The pituitary gland is a midline structure located just beneath the optic chiasm. It is composed of two main lobs, the predominant anterior lobe which is known as adenohypophysis and the posterior lobe which is known as neurohypophysis and the vestigial intermediate lobe . Hypopituitarism is a clinical syndrome of deficiency in pituitary hormone production. It might be a life threating condition. It can result from disorders involving the pituitary gland, the hypothalamus or the surrounding structures, such as tumor, inflammation, infection, surgical destruction, radiation, traumatic or vascular insult. It might be associated with birth trauma and perinatal asphyxia or midline defects such as cleft lip, septo-optic hypoplasia and encephalocele. Hypopituitarism could be partial or complete insufficiency of pituitary hormone. Panhypopituitarism refer to involvement of two or more pituitary hormone. However, involvement of one hormone only refer to isolated or partial hypopituitarism. The younger the child is at the time of presentation the more likely the etiology is to be congenital. However, on occasions, congenital forms may present or get diagnosed well after birth and conversely, some children with acquired forms are discovered relatively early in life [2-8]. This article reports on the clinical experience of childhood hypopituitarism from a major teaching hospital, King Khalid University Hospital (KKUH) in the central region of Saudi Arabia over more than 25 years, January 1989 to December 2017. KKUH is affiliated to King Saud University and provides primary, secondary and tertiary health care service to the local population and receives patients’ referral from all over the country.
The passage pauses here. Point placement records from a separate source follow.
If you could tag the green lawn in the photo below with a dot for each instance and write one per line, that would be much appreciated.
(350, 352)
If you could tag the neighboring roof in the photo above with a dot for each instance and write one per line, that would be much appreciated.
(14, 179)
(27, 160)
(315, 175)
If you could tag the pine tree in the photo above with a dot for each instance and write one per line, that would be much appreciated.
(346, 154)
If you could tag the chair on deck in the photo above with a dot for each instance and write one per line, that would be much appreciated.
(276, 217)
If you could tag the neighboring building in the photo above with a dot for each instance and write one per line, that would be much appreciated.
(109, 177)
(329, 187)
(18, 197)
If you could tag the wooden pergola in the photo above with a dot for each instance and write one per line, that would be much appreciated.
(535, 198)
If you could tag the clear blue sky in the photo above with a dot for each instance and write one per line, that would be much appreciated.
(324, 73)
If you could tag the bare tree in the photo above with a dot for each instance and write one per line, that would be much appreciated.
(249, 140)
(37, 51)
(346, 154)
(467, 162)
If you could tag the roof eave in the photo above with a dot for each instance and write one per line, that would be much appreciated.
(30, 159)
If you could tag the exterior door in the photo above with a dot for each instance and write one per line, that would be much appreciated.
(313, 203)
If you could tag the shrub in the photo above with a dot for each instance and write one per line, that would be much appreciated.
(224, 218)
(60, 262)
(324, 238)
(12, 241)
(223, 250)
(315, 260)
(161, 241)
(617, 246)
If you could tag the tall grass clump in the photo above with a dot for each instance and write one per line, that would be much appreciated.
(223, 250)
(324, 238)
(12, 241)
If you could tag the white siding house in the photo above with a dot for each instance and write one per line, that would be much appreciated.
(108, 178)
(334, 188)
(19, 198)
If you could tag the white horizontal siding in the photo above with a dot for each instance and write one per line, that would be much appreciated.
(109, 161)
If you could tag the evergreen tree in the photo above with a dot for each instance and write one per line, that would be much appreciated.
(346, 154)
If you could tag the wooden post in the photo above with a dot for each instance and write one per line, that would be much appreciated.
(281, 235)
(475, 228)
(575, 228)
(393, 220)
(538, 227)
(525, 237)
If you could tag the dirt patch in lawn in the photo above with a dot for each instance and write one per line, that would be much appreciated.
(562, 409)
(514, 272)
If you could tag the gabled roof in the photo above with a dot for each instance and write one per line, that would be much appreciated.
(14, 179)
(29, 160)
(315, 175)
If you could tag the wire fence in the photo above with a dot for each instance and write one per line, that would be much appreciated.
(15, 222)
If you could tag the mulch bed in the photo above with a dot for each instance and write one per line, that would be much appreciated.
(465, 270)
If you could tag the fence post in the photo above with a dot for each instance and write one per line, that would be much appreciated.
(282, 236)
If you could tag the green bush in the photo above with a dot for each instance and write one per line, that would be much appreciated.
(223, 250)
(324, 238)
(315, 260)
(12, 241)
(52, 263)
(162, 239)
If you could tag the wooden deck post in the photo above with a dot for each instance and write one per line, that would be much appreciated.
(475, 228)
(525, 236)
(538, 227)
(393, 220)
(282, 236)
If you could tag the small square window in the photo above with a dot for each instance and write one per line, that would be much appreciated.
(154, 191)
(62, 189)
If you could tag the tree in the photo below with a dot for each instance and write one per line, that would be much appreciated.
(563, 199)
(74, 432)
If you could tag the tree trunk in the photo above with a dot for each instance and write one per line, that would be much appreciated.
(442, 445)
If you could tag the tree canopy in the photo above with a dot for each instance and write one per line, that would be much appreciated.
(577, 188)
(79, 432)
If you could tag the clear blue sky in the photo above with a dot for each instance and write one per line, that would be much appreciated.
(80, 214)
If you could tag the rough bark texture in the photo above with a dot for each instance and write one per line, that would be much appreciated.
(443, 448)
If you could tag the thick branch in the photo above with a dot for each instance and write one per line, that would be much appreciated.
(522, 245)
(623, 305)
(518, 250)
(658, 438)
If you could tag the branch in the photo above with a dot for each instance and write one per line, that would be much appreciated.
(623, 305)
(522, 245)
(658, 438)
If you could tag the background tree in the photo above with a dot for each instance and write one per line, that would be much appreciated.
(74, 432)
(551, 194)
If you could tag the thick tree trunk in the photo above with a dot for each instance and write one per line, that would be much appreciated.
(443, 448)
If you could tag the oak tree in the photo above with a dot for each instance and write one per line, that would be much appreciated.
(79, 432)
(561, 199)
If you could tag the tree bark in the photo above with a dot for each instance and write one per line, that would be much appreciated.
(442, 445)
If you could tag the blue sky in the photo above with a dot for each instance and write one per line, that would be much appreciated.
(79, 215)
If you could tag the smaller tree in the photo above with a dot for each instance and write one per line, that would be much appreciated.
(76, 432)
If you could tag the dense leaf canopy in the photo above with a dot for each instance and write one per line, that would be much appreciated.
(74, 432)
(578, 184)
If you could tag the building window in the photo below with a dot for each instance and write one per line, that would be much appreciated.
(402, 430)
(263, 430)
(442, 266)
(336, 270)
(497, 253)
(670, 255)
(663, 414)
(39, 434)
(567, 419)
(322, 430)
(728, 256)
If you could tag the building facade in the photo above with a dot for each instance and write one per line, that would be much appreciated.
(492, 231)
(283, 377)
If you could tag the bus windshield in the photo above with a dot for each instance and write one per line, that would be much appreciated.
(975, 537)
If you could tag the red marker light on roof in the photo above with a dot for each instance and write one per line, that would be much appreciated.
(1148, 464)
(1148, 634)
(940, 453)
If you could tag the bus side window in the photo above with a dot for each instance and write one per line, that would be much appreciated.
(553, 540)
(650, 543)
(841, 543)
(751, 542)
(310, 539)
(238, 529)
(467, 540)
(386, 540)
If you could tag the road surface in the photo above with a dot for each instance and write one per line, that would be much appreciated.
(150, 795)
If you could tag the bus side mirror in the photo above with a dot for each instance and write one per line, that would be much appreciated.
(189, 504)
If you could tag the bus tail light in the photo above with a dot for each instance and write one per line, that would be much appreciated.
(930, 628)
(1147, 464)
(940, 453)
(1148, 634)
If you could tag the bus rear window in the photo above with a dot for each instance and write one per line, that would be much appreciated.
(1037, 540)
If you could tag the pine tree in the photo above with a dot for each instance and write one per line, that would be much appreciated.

The medical records of patients who were diagnosed to have hypopituitarism were retrospectively reviewed from January 1989 to December 2017. Data included were age, sex, clinical presentation and results of the relevant laboratory investigations and radiological images. Magnetic Resonance Imaging (MRI) was done when appropriate. The diagnosis of hypopituitarism was based on clinical suspicion suggested by the appropriate hormonal testing. The various hormonal testing to assess both the anterior and posterior pituitary gland functions, were performed following the specific protocol . Pituitary function was evaluated after 1-2 months of any neurological procedure. Thyroid function was periodically evaluated as to monitor for thyroid dysfunction.
Descriptive data is provided. Dichotomous data is presented as frequencies and percentage. Statistical Packages for Social Service (SPSS version 21) was used for the statistical analysis of the data.
During the period under review, January 1989 and December 2017, there were 202 patients with hypopituitarism, of these, 142 (70.3%) were males and 60 (29.7%) females. The mean age was 8-9 years (range 0-18 years). MRI brain was performed in 173 (85.6%) of patients. The clinical presentation varied from asymptomatic to symptomatic, the severity of which depends on the hormone deficient and the cause of the disorder. Birth trauma, hypoglycemia, neonatal hepatitis, optic nerve hypoplasia and other midline defects where clues to the diagnosis. Beside congenital causes, a diversity of acquired causes were encountered with a non-tumor causes being the commonest. Those included Traumatic Brain Injury (TBI), in three patients and Sub Arachnoid Hemorrhage (SAH), in one patient, central nervous system infections were in two patients, histocytosis in three patients, empty sella syndrome in one patient and various tumors in the hypothalamic pituitary region, the majority of which is craniopharyngioma, constitute 12 (5.9%) patients in our series.
Table 1: Etiology of Growth Hormone Deficiency (GHD) in 152 patients with Magnetic Resonance Imaging (MRI).
Growth Hormone Deficiency (GHD) was the commonest deficient hormone among other hormones 152 (70.2%) patients. Isolated Growth Hormone Deficiency (IGHD) 123 patients was more common compared Multiple Pituitary Hormone Deficiency (MPHD) in 29 patients (Table 1). Hypothalamic pituitary MRI abnormalities were seen more commonly among cases with MPHD. Central adrenal insufficiency was the second most common hormonal deficiency seen in 59 (29.2%) (Table 2). Diabetes insipidus associated with Panhypopituitarism seen in 24 (11.9%) patients (Table 3). Hypothyroidism presented in 14 (6.99%) patients of these five patients were isolated hormone central hypothyroidism, while gonadotrophic hormone deficiency presented in 8 (3.9%) patients.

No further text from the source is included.